As a small business owner, you’ve likely faced the familiar problem where sales fluctuate significantly, or you have accounts receivables that remain outstanding. This cycle of boom and bust can be solved with certain asset-based loans called accounts receivable financing. In extreme cases, these loans can even help a business stay solvent and avoid defaults. Accounts Receivable loans are typically high-cost, so it’s best that they serve only as a short-term solution. For a business in a tight spot but with assets on the books, however, they can be a powerful lifeline.
Here’s a breakdown of how to use account receivable financing.
What is Accounts Receivable Financing?
Accounts receivable financing, sometimes referred to as invoice financing, is when a company uses its accounts receivable or customers credit accounts, to obtain cash loans for capital expenditures or daily operational expenses. Similar to inventory financing, accounts receivable financing involves pledging outstanding invoices as collateral for short-term loans.
Who Does the Financing?
Commercial banks occasionally offer asset financing, but you’ll typically need a commercial finance company that is experienced in structuring and administering these loans. Interest rates usually run higher than traditional bank loans.

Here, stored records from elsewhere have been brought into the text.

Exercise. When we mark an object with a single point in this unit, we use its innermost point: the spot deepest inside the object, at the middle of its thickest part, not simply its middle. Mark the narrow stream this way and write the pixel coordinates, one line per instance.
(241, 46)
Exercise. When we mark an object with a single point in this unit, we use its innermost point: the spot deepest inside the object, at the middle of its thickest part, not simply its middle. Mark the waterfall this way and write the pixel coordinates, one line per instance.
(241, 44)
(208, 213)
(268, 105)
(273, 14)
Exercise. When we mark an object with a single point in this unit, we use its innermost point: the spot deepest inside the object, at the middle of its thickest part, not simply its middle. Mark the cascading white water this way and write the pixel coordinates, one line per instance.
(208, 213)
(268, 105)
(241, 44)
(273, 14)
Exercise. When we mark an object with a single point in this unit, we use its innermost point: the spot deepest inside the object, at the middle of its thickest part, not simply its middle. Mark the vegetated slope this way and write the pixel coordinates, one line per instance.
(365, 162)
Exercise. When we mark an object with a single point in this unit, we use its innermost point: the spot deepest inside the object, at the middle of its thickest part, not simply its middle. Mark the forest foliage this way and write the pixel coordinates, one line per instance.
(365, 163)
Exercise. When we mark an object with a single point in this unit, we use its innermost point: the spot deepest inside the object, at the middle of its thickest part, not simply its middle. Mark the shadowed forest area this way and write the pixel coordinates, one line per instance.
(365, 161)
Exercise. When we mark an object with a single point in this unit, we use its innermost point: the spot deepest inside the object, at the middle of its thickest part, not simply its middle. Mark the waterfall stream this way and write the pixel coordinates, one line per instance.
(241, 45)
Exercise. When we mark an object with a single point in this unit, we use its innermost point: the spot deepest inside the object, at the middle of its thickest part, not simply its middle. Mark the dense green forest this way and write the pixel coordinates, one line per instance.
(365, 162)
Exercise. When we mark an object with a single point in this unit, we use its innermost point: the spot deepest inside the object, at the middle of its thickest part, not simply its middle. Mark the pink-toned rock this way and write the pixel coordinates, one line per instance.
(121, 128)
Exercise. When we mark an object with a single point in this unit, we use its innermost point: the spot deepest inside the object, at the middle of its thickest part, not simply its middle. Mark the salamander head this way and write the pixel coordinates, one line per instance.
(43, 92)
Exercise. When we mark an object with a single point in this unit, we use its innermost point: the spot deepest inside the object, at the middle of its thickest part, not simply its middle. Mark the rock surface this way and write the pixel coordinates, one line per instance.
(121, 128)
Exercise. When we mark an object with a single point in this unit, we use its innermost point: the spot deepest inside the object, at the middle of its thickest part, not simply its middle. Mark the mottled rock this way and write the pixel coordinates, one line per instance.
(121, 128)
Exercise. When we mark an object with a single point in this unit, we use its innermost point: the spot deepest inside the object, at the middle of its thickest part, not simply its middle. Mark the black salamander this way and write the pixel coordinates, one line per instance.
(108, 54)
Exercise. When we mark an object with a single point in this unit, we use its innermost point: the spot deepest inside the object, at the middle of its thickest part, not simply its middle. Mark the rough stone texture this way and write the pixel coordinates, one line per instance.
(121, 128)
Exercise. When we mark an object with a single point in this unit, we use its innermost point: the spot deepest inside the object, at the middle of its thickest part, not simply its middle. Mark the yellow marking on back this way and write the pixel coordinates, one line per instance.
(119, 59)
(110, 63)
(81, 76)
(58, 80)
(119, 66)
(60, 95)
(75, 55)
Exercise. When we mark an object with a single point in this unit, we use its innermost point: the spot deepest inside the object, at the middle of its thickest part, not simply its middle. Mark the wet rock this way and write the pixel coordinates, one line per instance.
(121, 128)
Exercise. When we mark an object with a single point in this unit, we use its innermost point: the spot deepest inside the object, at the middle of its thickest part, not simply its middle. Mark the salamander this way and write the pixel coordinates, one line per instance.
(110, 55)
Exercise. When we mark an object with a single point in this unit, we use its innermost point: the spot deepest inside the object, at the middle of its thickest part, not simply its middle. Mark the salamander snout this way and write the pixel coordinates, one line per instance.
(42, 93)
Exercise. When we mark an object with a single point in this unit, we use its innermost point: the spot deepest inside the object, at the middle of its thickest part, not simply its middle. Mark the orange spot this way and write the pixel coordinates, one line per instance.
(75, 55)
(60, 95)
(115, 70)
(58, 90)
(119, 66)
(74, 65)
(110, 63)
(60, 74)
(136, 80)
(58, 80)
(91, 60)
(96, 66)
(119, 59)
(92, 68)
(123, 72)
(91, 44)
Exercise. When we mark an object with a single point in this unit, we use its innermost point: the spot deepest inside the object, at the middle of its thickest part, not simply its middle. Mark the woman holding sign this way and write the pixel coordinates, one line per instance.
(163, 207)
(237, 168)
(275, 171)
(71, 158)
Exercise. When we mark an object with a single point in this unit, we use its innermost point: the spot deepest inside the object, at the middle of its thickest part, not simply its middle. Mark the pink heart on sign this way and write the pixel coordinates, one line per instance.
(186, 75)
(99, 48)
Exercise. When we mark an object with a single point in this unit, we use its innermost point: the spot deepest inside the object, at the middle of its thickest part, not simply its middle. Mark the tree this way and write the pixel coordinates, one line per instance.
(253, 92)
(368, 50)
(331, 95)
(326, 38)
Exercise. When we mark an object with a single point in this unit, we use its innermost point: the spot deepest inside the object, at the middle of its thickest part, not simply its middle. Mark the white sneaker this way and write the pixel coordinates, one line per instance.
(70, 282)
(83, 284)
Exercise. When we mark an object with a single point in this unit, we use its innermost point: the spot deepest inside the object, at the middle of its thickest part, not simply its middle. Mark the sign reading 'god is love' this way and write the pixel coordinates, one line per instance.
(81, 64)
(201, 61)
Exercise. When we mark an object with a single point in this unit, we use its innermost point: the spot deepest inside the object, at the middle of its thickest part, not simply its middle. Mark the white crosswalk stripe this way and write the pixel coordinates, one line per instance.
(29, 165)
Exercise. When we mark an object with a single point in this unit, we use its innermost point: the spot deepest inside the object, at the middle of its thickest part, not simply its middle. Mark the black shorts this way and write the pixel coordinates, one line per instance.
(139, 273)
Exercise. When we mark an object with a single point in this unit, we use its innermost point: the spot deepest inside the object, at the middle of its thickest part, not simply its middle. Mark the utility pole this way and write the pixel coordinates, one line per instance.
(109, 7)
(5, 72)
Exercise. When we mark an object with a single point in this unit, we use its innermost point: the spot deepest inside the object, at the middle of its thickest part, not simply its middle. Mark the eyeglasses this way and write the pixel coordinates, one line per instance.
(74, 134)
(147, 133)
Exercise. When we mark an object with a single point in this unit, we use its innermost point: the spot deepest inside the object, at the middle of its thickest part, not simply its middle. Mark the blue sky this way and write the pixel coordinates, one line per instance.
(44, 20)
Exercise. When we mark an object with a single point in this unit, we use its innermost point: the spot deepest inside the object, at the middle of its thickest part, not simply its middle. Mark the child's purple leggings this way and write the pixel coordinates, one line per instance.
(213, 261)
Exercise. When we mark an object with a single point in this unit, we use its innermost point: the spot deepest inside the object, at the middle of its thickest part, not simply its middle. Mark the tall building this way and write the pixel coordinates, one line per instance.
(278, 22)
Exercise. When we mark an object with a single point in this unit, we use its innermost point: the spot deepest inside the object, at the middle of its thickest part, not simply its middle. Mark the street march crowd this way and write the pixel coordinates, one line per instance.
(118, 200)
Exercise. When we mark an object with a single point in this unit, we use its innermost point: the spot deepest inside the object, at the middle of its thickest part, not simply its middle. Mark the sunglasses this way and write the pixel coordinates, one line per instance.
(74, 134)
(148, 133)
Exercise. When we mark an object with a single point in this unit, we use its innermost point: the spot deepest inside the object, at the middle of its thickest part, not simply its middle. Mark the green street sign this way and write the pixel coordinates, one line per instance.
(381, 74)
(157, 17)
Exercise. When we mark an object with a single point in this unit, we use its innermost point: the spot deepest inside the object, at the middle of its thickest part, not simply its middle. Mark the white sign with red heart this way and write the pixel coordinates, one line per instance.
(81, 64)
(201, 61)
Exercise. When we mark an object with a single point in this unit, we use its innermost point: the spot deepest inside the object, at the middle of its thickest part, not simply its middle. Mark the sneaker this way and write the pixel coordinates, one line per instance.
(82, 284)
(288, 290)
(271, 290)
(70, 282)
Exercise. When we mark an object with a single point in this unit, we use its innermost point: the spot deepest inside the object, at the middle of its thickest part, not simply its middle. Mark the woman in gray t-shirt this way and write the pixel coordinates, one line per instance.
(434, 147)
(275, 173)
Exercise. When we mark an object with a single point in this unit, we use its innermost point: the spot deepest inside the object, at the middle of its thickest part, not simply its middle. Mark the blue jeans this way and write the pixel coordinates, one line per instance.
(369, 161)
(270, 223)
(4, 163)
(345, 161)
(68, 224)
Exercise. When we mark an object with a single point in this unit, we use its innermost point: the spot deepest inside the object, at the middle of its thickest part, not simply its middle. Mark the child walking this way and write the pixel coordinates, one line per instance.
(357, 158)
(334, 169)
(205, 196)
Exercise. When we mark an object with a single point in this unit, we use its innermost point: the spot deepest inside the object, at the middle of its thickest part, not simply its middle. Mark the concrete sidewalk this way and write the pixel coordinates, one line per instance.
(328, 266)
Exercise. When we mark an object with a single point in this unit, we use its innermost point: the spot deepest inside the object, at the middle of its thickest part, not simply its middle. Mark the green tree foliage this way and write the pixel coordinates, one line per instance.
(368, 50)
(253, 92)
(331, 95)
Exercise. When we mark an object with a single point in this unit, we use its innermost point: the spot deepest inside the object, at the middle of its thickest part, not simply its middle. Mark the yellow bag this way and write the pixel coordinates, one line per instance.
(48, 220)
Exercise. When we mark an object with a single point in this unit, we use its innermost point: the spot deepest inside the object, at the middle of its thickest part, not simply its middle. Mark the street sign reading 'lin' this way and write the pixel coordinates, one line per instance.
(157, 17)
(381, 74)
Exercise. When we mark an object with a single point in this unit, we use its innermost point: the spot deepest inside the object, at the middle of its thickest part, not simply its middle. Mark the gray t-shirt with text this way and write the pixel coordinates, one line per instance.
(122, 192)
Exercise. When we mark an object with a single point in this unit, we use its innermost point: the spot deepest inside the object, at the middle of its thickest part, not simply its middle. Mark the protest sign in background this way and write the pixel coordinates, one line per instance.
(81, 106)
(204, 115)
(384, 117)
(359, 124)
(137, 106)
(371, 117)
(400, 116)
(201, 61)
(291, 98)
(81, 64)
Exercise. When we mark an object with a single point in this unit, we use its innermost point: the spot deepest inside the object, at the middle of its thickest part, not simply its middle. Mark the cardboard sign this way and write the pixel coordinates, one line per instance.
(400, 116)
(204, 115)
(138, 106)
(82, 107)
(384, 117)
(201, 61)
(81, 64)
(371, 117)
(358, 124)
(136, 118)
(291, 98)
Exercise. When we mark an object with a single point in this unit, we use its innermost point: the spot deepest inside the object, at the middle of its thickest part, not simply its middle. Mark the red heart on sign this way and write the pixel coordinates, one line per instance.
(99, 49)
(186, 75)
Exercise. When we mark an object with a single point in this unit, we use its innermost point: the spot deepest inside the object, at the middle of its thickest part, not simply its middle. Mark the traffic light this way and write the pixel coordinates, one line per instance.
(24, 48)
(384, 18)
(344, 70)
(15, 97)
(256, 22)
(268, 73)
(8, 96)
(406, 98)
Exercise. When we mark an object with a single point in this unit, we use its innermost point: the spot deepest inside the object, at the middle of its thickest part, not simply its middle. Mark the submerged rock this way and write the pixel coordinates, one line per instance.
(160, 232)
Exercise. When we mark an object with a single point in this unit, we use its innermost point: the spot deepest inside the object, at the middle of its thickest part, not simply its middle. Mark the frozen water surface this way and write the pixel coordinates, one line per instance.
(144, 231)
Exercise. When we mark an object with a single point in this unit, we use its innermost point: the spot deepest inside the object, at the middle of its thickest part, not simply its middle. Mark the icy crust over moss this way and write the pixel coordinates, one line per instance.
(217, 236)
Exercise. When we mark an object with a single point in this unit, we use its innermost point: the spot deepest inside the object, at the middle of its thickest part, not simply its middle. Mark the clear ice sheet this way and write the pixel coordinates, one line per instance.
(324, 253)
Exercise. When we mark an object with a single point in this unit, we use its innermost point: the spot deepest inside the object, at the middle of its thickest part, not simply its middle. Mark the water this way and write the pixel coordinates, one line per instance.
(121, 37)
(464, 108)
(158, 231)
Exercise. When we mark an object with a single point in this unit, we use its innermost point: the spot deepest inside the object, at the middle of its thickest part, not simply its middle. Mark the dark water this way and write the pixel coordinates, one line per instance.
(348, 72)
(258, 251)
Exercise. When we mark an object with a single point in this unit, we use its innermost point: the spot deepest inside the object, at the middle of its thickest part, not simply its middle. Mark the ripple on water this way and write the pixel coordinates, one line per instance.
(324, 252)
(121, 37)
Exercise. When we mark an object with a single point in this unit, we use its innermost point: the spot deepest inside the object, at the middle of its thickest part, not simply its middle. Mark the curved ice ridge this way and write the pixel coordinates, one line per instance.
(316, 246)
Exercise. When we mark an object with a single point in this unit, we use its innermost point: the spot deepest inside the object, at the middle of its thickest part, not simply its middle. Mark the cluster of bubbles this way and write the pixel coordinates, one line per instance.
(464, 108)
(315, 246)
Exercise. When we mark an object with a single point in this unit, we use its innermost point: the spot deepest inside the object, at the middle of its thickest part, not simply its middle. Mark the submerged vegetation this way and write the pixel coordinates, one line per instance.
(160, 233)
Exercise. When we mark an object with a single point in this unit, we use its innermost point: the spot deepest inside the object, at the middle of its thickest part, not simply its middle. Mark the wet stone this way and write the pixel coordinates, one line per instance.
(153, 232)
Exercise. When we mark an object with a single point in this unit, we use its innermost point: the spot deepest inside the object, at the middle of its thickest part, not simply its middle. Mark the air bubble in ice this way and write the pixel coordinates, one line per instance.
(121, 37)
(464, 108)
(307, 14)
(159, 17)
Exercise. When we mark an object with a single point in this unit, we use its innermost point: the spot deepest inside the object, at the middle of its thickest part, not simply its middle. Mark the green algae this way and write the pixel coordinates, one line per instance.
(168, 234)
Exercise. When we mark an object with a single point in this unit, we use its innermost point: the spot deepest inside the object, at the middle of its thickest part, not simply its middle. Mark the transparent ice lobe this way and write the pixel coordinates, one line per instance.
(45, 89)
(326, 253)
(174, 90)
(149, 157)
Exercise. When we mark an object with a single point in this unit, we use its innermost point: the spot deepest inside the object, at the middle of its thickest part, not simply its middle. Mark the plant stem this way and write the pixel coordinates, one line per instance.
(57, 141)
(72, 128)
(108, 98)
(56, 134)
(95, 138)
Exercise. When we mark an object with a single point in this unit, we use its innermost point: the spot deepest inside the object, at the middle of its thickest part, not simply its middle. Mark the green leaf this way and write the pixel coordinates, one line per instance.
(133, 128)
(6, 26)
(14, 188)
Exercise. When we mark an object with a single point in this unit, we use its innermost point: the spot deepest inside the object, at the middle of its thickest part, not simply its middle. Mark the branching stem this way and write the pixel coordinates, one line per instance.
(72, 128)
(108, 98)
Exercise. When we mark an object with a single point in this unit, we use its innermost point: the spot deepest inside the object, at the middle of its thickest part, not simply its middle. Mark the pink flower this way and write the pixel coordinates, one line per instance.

There are typically two methods to finance accounts receivable.
Pledging Accounts Receivable
Pledging outstanding accounts receivable assets as direct collateral is one way of securing asset based loans. The lender holds the security of the invoices but the business is still responsible for collecting the outstanding debts in order to pay for the loans.
A financier will likely evaluate the age of the outstanding debt and may avoid any invoices that are overdue as they are not considered good collateral. Based on the evaluation of the company’s books and the terms of the customer credit, a percentage of 75-85% of the debt will be lent.
If the business defaults on the loans, the lender takes over the outstanding accounts and collects the debts.
Factoring Accounts Receivable
Another method of financing accounts receivable involves the actual sale, as opposed to collateralization, the outstanding invoices or credit accounts to the lender. The financing company then gives the business a payment for those invoices at 70-90% of the value. The lender typically charges and additional small percentage fee.
Although the cost for factoring accounts receivable can be high, the lender takes on the burden and the risk of collecting the debts. Avoiding debt collection can present a savings for a small company that has to chase down a significant amount of outstanding invoices.
You’ve heard the phrase “cash is king” and nowhere is this more evident than when running your business. If you’d like to know more about how we can help you get money for your business, call us for a FREE Business Funding Consultation at (800)416-7713.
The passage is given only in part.